Morica Hutchison, HDFS Graduate Student Spotlight, April 2021

Morica Hutchinson, MA, HDFS Graduate Student


Morica HutchisonMorica (Rica) Hutchison is a prevention scientist and marital family therapist. She studies the connections between emotional regulation, distress tolerance, and mindfulness in community-based samples of youth and young adults deemed at-risk due to mental health and/or substance use diagnoses. Rica first discovered her passion for bolstering mental and behavioral health outcomes as an undergraduate when she completed an honors thesis on the emotional regulation and behavior of adolescents in substance use recovery and participated in an internship at an intensive outpatient program for adolescents focused on group and family-based therapy.

For her dissertation, Rica has been facilitating an eight-session mindfulness-based intervention (MBI) for youth enrolled in community-based outpatient therapy programs. The youth present with diagnoses such as depression, anxiety, ADHD, and a history of suicidal behavior or adverse experiences such as sexual abuse, neglect, multiple/disrupted family and/or foster placements, witness to parental substance use, or domestic violence. Her dissertation examines how MBI’s can support at-risk youth’s development of adaptive coping skills and thwart adverse mental and behavioral health outcomes.

During her time as a doctoral and master’s student, Rica has taught several in-person and online HDFS courses, including: Family Life Education, Research Methods, Honors Proseminar, and Honors Thesis Preparation Seminar.
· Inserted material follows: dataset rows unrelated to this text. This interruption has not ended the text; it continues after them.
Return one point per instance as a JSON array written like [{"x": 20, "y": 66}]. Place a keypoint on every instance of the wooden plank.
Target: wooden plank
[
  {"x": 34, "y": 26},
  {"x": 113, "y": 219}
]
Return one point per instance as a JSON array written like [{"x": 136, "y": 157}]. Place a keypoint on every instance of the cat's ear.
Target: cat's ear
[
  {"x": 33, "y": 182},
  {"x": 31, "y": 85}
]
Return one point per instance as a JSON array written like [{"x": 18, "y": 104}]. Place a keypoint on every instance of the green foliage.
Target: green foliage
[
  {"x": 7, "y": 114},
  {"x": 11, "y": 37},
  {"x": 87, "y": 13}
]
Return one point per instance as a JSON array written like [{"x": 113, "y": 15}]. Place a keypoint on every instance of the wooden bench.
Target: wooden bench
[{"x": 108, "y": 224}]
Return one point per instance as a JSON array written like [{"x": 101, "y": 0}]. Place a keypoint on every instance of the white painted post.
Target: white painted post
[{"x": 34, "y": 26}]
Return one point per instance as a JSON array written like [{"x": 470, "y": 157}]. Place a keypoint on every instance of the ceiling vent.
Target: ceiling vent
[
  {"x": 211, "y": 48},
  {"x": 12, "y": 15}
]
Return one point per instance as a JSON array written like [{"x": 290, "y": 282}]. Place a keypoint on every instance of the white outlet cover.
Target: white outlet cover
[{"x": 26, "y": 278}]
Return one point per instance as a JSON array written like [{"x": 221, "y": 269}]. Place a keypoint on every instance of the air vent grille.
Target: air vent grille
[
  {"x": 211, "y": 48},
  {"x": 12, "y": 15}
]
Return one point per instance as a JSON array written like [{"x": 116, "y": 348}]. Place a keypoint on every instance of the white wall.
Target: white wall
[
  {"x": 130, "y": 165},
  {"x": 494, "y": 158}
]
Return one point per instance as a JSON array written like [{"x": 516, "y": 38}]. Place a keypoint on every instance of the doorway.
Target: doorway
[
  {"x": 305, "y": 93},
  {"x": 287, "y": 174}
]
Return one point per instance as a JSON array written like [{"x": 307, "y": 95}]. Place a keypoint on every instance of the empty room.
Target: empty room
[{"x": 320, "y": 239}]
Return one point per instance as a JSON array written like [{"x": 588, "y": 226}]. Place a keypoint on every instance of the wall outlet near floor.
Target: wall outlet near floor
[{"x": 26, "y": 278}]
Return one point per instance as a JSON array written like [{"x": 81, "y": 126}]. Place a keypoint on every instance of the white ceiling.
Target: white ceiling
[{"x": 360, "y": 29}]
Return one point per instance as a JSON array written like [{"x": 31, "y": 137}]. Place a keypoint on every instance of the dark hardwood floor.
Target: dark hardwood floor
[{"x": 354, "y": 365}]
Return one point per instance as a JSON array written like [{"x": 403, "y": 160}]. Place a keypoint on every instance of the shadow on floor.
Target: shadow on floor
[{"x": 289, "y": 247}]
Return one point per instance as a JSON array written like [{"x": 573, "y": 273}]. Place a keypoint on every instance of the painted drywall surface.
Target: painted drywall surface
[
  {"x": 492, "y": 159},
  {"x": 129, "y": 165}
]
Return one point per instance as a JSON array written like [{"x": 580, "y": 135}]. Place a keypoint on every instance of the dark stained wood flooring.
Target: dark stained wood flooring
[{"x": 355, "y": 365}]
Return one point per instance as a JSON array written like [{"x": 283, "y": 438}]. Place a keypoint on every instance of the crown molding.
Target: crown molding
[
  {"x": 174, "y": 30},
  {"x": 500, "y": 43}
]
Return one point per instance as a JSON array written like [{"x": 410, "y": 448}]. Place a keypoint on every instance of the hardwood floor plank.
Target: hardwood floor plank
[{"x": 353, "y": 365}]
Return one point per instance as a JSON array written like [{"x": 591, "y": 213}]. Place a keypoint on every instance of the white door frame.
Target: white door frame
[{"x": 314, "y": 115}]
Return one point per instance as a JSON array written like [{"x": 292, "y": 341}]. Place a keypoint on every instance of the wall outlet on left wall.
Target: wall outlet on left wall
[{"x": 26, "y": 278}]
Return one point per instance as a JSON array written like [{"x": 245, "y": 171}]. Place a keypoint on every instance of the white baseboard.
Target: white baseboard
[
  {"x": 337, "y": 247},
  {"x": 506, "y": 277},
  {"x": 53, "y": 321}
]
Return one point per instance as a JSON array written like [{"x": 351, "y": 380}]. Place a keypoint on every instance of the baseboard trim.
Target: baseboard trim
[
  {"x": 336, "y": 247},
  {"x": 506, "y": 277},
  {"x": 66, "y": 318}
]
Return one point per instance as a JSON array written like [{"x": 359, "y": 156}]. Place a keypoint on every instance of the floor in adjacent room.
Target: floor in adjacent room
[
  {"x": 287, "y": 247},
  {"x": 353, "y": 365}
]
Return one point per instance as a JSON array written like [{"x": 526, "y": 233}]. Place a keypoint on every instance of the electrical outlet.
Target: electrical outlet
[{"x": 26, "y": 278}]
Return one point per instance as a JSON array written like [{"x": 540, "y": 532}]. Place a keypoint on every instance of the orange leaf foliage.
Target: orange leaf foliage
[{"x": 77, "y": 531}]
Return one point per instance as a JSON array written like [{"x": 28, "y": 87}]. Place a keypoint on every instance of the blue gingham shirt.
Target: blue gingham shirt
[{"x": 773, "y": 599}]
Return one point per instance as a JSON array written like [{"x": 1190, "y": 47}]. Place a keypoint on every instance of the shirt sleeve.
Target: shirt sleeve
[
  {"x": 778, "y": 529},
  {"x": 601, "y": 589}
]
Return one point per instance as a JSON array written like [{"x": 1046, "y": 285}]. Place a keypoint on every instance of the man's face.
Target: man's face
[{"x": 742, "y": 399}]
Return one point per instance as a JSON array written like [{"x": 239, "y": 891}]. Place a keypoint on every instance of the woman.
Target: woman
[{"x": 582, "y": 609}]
Following graduation, Rica will become a postdoctoral scholar in suicide prevention at the University of Rochester Department of Psychiatry. This further training will allow her to identify effective prevention strategies and program implementation for at-risk youth and young adults for use in applied settings, including mental health treatment facilities, non-profit organizations providing treatment to high-risk youth and young adults, and other agencies that offer training for child and family services workers. Dissemination of such preventative and intervention strategies will foster adaptive coping skills, reduce the burden of mental health adversities on youth and young adults, and increase access to care coordination for individuals and families presenting with ongoing difficulties.

In her spare time, Rica loves baking, travelling to new places, and adding to her collection of plants. She has three cats (Rae, Goose and Pickles), which keep her entertained while working from home.